Saturday, May 29, 2004

CK
At the pow-wow today, I met the current chief of the Piscataway. (A little web research shows I was not paying attention to her tribe's full name: two groups are using the name Piscataway, right now, and I am not seeing her name associated with either. If she does e-mail me later, I will say more about her.) She knew "Kittamaqund" as a man, the name of her tribe's "last" werowance. I learned of the name as a man's from that fine source, Patrick Price's "Flashbacks" cartoon in the Washington Post.

Meanwhile, a 1959 chilren's book on Maryland Indians names "Kittamaqundi" an "important town" of the Piscataway.

Finally, a book about Virginia's Northern Neck gives us the "romance" of the christianized "emporess" Kittamaqund (Mary), who married Englishman Giles Brent c. 1645. He took her south of the Potomac; they lived on Aquia Creek. They had three children and she died young.

For this figure, in the mid-1960s, the central Virginia Girl Scout council named its new camp on the Northern Neck. Our previous property, in Bon Air (Richmond's tiny Victorian summer retreat) had been named for Pocahontas, so it made some sense: two camps named for christianized Indian women. Camp Kittamaqund's first generation of campers prefer to pronounce the name "kit TOM a kund"; in the 80s, I learned that The Right Way to say it is "kit ta ma KUND" -- not "kit ta ma KWAND." The children's book suggests "kit-ta-ma-QUN-di" for the town. The Piscataway guests at today's event could not give an authoritative opinion. We all agreed that language is one of the many broken links for 21st century Americans to their pre-1607 American ancestors.

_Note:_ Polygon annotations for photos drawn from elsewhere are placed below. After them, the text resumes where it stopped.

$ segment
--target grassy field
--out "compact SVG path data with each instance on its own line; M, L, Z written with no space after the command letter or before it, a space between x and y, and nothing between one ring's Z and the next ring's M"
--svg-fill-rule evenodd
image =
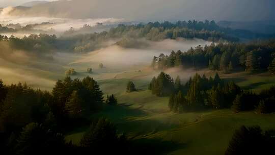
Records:
M208 76L215 73L209 71L205 73ZM150 80L143 78L145 74L135 72L131 77L129 73L122 73L120 76L123 77L123 74L127 74L127 78L99 81L105 93L116 95L119 105L106 106L91 118L108 118L116 124L119 132L126 133L134 142L160 149L158 153L223 154L234 131L242 125L259 125L263 130L275 129L275 114L260 115L253 112L235 114L230 110L180 114L170 112L168 97L155 96L146 90ZM275 78L266 73L251 75L239 72L222 74L221 77L256 92L275 84ZM129 80L133 81L140 90L126 93L126 85ZM77 144L85 130L85 127L80 128L68 134L66 140Z
M62 77L66 68L73 67L78 71L77 76L73 78L88 75L95 78L104 95L114 94L119 105L104 105L102 111L91 115L90 118L108 118L116 124L119 132L125 133L133 142L157 150L154 154L223 154L234 130L242 125L259 125L263 130L275 129L275 114L259 115L253 112L234 114L230 110L180 114L171 113L168 107L168 97L156 97L147 90L152 78L159 73L159 71L149 67L135 66L117 72L111 71L107 68L96 69L94 73L90 74L85 72L85 67L81 65L84 65L59 68L54 65L45 65L45 69L36 71L38 74L47 74L48 77L46 77L51 80ZM57 71L60 73L58 76L47 73L47 68L50 67L61 70ZM174 79L179 75L183 83L197 72L212 77L215 73L208 70L167 71ZM24 75L27 73L25 72ZM251 89L257 93L275 85L275 77L267 73L251 74L240 72L220 75L227 81L234 81L242 89ZM32 79L30 78L30 80ZM134 82L138 91L126 93L126 85L129 81ZM48 88L50 89L54 81L51 81L49 84L44 83L51 86ZM66 140L79 144L87 129L87 126L81 126L67 133Z

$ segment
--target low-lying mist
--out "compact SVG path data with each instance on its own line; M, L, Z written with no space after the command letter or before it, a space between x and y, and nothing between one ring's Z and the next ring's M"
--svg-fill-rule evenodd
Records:
M90 63L97 67L95 65L103 63L106 67L112 69L125 69L133 66L149 65L154 56L157 57L160 54L169 55L172 50L184 51L191 47L199 45L204 46L211 43L201 39L186 40L183 38L165 39L158 42L143 39L138 42L146 42L146 45L143 48L124 48L113 45L84 54L71 64Z
M2 25L19 24L21 27L30 25L34 30L31 31L28 30L20 30L20 32L13 33L6 33L7 35L12 34L21 38L24 35L28 36L30 34L47 33L54 34L59 35L73 28L75 30L82 28L84 25L91 27L97 25L98 23L107 25L117 25L124 21L123 19L114 18L84 18L72 19L44 16L28 17L23 16L11 16L10 13L15 10L14 8L9 7L3 9L0 13L0 24ZM99 31L102 31L99 30ZM96 31L96 30L95 30ZM3 35L3 34L2 34Z

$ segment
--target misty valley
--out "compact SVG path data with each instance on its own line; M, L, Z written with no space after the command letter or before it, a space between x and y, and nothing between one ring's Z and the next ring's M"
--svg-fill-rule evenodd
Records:
M0 154L275 154L273 11L160 1L0 0Z

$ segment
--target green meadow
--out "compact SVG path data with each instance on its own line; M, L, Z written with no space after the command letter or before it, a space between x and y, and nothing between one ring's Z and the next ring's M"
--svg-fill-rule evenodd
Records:
M198 72L208 76L215 73L208 70ZM222 154L235 130L241 125L258 125L264 130L275 128L275 114L235 114L230 109L179 114L170 112L168 97L156 97L147 90L154 74L142 70L118 74L117 77L121 78L99 80L105 95L115 94L119 105L104 105L103 110L89 116L90 118L107 118L116 124L119 132L126 134L133 142L149 145L156 149L155 153L163 154ZM267 75L242 72L221 76L258 93L275 85L275 78ZM126 92L129 81L134 82L138 90ZM81 127L68 133L66 140L78 144L86 129Z

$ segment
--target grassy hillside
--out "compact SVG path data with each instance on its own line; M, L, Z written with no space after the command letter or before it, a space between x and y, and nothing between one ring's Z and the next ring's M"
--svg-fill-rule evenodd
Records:
M148 75L152 77L153 74L143 74L142 70L133 72L119 74L120 77L127 78L99 81L105 93L116 94L119 105L105 106L103 110L91 118L107 118L116 124L119 132L126 133L134 142L156 148L158 150L156 154L222 154L234 130L242 125L259 125L263 130L275 128L275 114L259 115L253 112L235 114L230 110L180 114L170 112L168 97L156 97L146 90L150 80L144 77ZM207 76L215 73L208 70L200 72L202 72ZM275 84L275 78L267 73L239 72L221 76L255 92ZM133 81L140 90L126 93L126 86L129 80ZM82 127L69 133L66 140L78 144L85 130Z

Pronunciation may remain a mystery, but some day soon, when I am out of school again, I will have time for recreational research. When that happy day comes, my two high priority projects: (1) Nominating the Upper Mattaponi's school and church for the state and national registers of historic places, and (2) Some Kittamaqund research.


Sources

Haynie, Miriam. The Stronghold: A Story of the Historic Northern Neck of Virginia. Richmond, Va. : The Dietz Press, 1959.

Manakee, Harold R. Indians of Early Maryland. Baltimore: Maryland Historical Society, 1959.